1.8 KiB
Keystone token providers
Tokens are used to interact with the various OpenStack APIs. The
token type issued by keystone is configurable through the
etc/keystone.conf file. Currently, there are four supported
token types and they include UUID, fernet,
PKI, and PKIZ.
UUID tokens
UUID was the first token type supported and is currently the default token provider. UUID tokens are 32 bytes in length and must be persisted in a back end. Clients must pass their UUID token to the Identity service in order to validate it.
Fernet tokens
The fernet token format was introduced in the OpenStack Kilo release.
Unlike the other token types mentioned in this document, fernet tokens
do not need to be persisted in a back end. AES256
encryption is used to protect the information stored in the token and
integrity is verified with a SHA256 HMAC signature. Only
the Identity service should have access to the keys used to encrypt and
decrypt fernet tokens.
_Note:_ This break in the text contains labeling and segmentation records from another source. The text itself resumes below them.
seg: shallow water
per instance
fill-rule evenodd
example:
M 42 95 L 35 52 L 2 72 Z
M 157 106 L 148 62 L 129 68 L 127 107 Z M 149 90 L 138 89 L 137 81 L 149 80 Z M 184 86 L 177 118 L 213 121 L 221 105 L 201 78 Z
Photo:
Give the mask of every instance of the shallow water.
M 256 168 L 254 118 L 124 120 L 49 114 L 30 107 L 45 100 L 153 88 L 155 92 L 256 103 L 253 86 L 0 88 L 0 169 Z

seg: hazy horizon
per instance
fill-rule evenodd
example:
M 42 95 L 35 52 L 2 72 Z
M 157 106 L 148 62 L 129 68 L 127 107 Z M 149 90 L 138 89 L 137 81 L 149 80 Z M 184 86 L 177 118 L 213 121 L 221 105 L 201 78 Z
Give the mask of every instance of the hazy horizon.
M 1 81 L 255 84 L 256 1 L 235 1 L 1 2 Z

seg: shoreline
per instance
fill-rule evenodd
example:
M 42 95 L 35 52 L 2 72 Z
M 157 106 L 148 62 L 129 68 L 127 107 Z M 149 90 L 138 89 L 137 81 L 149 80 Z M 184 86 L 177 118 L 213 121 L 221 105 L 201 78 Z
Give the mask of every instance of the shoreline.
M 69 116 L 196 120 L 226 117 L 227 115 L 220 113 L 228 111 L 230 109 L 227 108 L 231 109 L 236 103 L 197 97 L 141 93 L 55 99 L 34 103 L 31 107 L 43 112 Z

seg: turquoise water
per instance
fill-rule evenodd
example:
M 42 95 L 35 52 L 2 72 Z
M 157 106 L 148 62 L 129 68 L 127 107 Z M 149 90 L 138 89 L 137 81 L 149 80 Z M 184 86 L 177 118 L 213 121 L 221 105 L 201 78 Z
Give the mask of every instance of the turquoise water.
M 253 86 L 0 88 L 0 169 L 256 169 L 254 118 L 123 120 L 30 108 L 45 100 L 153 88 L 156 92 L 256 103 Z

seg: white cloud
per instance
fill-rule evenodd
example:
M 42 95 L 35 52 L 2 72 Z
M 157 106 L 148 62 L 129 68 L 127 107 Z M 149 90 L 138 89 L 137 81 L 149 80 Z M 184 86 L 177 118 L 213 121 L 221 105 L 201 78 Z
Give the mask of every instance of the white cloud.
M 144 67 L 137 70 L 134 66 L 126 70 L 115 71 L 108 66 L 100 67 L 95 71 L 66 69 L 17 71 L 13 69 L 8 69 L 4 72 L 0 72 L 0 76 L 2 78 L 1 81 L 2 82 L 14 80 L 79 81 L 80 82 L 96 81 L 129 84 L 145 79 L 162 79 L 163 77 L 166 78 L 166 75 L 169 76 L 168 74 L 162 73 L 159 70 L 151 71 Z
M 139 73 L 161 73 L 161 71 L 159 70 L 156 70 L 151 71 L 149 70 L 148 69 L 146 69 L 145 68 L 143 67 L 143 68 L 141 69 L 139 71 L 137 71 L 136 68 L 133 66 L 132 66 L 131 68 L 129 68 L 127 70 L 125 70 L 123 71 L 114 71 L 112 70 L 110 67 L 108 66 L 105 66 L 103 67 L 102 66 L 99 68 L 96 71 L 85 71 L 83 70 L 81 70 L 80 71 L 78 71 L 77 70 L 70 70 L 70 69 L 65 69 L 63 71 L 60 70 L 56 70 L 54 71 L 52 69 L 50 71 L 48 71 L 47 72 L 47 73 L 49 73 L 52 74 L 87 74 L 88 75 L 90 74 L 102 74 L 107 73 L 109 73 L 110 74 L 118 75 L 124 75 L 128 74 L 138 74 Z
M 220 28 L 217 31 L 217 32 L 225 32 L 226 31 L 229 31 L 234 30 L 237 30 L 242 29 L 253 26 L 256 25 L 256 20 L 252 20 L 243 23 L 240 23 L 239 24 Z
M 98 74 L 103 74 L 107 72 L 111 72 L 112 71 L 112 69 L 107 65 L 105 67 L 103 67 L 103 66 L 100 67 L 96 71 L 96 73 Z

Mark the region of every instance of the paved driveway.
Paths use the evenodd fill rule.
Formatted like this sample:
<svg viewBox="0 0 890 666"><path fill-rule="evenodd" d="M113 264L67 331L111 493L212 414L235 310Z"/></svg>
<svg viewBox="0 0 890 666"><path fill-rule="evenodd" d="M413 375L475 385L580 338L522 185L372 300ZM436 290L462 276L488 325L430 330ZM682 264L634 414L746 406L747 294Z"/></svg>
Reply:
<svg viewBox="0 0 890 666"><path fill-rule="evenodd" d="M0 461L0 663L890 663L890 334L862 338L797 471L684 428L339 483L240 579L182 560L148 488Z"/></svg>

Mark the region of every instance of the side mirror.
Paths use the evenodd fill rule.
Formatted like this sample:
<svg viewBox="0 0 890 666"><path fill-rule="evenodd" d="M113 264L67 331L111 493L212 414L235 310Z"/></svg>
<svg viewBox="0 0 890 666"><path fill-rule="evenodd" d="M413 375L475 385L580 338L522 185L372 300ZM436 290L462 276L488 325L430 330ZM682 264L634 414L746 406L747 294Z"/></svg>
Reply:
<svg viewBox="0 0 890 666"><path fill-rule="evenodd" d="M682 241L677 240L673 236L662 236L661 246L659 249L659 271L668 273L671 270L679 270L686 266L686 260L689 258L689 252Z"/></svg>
Like UUID tokens, fernet tokens must be passed
back to the Identity service in order to validate them. For more
information on the fernet token type, see the keystone_fernet_token_faq.
PKI and PKIZ tokens
PKI tokens are signed documents that contain the authentication context, as well as the service catalog. Depending on the size of the OpenStack deployment, these tokens can be very long. The Identity service uses public/private key pairs and certificates in order to create and validate PKI tokens.
The same concepts from PKI tokens apply to PKIZ tokens. The only
difference between the two is PKIZ tokens are compressed to help
mitigate the size issues of PKI. For more information on the certificate
setup for PKI and PKIZ tokens, see the keystone_certificates_for_pki.